One of the things Hofstadter writes about in his many works is that of economic elitism. He described the framers as men who created an oligarchy via the Constitution only as an instrument to protect their wealth and status; he questions the democratic nature of the founders and the Constitution. Moreover, he discusses history as an entity protected by the very men who used it to enhance their status.
Howard Zinn writes in his piece on the Greatest Generation:
I would propose other choices if we are to educate the young people of our time in the values of peace and justice.
We might take the generation of the American Revolution, another generation almost universally considered “great.” I would not choose the Founding Fathers to represent it. Washington, Jefferson, Adams, Hamilton, Madison have had enough adulation, and their biographies clog the book review sections of the major media.
The Founding Fathers did lead the war for independence from Britain. But they did not do it for the equal right of all to life, liberty, and equality. Their intention was to set up a new government that would protect the property of slave owners, land speculators, merchants, and bondholders. Independence from England had already been secured in parts of the country by grassroots rebellion a year before the battles at Lexington and Concord that initiated hostilities with Britain. (See Ray Raphael’s A Peoples History of the American Revolution, New Press, 2001.) It is one of the phenomena of modern times that revolutions are not favored unless they are led by people who are not revolutionaries at heart.
Zinn goes on to state:
Those who saw combat in World War II, whether they lived or died, are celebrated as heroes.
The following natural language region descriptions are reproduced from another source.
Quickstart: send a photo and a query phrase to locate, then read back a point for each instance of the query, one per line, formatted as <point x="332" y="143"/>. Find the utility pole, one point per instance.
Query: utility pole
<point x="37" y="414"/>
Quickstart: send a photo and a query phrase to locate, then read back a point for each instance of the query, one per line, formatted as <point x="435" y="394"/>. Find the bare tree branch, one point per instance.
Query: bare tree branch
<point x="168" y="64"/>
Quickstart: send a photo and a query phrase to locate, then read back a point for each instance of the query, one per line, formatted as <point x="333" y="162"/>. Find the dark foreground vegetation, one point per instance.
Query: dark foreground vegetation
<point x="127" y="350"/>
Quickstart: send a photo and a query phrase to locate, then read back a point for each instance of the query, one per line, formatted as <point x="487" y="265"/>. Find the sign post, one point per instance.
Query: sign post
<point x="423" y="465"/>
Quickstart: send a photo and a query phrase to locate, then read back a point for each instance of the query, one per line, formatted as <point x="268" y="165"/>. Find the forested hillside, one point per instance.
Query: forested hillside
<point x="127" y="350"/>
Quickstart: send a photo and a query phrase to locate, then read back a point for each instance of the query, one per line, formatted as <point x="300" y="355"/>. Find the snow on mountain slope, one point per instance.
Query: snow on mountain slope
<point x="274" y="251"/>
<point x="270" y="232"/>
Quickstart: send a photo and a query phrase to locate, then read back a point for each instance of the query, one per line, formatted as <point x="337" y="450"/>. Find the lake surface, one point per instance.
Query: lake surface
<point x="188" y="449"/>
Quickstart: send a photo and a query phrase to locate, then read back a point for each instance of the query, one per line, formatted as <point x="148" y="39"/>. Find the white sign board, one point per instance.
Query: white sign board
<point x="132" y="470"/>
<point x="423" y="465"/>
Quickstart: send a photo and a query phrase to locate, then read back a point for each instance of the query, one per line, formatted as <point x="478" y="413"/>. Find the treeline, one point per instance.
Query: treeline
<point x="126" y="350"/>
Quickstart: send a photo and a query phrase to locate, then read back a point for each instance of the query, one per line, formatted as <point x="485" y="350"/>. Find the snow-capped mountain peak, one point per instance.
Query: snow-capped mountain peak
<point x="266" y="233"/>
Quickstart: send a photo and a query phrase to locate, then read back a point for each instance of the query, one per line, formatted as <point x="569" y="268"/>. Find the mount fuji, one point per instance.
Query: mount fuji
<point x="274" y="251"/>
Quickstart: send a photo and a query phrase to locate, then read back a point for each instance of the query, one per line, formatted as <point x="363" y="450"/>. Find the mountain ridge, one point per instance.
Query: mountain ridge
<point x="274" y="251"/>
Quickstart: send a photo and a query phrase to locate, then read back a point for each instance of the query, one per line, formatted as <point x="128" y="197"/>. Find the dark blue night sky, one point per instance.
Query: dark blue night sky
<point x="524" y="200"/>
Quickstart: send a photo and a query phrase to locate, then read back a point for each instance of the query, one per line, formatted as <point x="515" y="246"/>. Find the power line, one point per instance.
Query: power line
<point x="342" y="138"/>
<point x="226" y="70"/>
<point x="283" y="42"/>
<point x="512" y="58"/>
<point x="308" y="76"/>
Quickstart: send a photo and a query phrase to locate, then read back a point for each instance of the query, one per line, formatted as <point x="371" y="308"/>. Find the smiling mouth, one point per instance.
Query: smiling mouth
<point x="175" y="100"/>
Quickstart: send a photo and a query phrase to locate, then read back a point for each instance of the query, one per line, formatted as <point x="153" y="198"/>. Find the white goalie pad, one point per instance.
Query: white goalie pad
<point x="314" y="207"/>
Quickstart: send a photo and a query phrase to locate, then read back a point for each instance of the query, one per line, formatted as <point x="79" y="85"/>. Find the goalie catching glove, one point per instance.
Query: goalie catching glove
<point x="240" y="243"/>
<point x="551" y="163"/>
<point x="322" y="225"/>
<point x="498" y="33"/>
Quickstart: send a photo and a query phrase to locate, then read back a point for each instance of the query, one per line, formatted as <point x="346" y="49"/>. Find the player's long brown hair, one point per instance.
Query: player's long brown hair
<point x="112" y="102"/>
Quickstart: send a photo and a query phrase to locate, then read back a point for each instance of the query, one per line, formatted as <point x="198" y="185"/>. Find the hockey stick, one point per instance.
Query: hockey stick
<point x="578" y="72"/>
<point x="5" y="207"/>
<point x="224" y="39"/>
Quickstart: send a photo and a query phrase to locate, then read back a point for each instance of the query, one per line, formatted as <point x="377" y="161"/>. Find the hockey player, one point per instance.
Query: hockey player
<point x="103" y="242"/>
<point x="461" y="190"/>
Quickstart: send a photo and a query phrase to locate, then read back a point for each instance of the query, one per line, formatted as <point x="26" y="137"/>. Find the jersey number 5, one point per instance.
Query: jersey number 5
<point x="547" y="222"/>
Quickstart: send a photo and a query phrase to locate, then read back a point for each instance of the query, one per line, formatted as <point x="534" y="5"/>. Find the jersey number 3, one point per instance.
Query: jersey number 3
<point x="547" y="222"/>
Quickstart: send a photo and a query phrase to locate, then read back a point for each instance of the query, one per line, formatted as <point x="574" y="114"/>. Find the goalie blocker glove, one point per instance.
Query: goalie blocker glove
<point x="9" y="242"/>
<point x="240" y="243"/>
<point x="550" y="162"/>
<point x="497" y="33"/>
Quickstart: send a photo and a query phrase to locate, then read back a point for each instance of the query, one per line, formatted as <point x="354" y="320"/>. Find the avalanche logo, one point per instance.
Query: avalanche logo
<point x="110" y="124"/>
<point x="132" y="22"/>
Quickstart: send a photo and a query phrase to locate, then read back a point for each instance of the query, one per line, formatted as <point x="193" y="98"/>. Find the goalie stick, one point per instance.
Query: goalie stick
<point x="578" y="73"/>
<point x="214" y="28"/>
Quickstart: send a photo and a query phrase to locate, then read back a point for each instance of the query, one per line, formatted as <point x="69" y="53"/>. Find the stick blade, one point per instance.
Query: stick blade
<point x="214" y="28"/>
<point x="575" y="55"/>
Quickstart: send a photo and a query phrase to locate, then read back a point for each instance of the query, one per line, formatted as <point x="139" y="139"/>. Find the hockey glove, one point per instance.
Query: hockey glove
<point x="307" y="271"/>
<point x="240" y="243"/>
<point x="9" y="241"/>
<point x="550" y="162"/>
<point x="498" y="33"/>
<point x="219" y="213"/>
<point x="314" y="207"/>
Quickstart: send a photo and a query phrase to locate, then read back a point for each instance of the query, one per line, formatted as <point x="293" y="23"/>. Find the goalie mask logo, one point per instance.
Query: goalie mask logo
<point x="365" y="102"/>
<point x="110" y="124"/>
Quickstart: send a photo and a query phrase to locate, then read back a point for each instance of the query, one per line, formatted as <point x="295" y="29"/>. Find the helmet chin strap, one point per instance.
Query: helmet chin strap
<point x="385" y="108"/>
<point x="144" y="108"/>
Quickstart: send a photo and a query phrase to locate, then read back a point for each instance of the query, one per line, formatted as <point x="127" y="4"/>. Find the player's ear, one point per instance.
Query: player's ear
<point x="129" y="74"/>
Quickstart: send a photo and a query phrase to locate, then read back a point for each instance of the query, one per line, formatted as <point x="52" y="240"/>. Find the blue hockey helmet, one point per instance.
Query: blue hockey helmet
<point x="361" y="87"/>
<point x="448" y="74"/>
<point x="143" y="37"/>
But it seems clear that the degree of heroism attributed to soldiers varies according to the moral reputation of the war. The fighters of World War II share a special glory because that war has always been considered a “good war,” more easily justified (except by those who refuse to justify any war) than the wars our nation waged against Vietnam or Korea or Iraq or Panama or Grenada. And so they are “the greatest generation.”
What makes them so great? These men-the sailors of Pearl Harbor, the soldiers of the D-Day invasion, the crews of the bombers and fighters- risked their lives in war, perhaps because they believed the war was just, perhaps because they wanted to save a friend, perhaps because they had some vague idea they were doing this “for my country.” And even if I believe that there is no such thing as a just war, even if I think that men do not fight for “our country” but for those who run our country, the sacrifice of soldiers who believe, even wrongly, that they are fighting for a good cause is to be acknowledged. But not admired.
I refuse to celebrate them as “the greatest generation” because in doing so we are celebrating courage and sacrifice in the cause of war. And we are miseducating the young to believe that military heroism is the noblest form of heroism, when it should be remembered only as the tragic accompaniment of horrendous policies driven by power and profit. Indeed, the current infatuation with World War II prepares us-innocently on the part of some, deliberately on the part of others-for more war, more military adventures, more attempts to emulate the military heroes of the past.
I think Zinn presents a few pointos to ponder and think about, though I do not wholly agree withh all of his conclusions; however, he does give me something to take and wrestle with.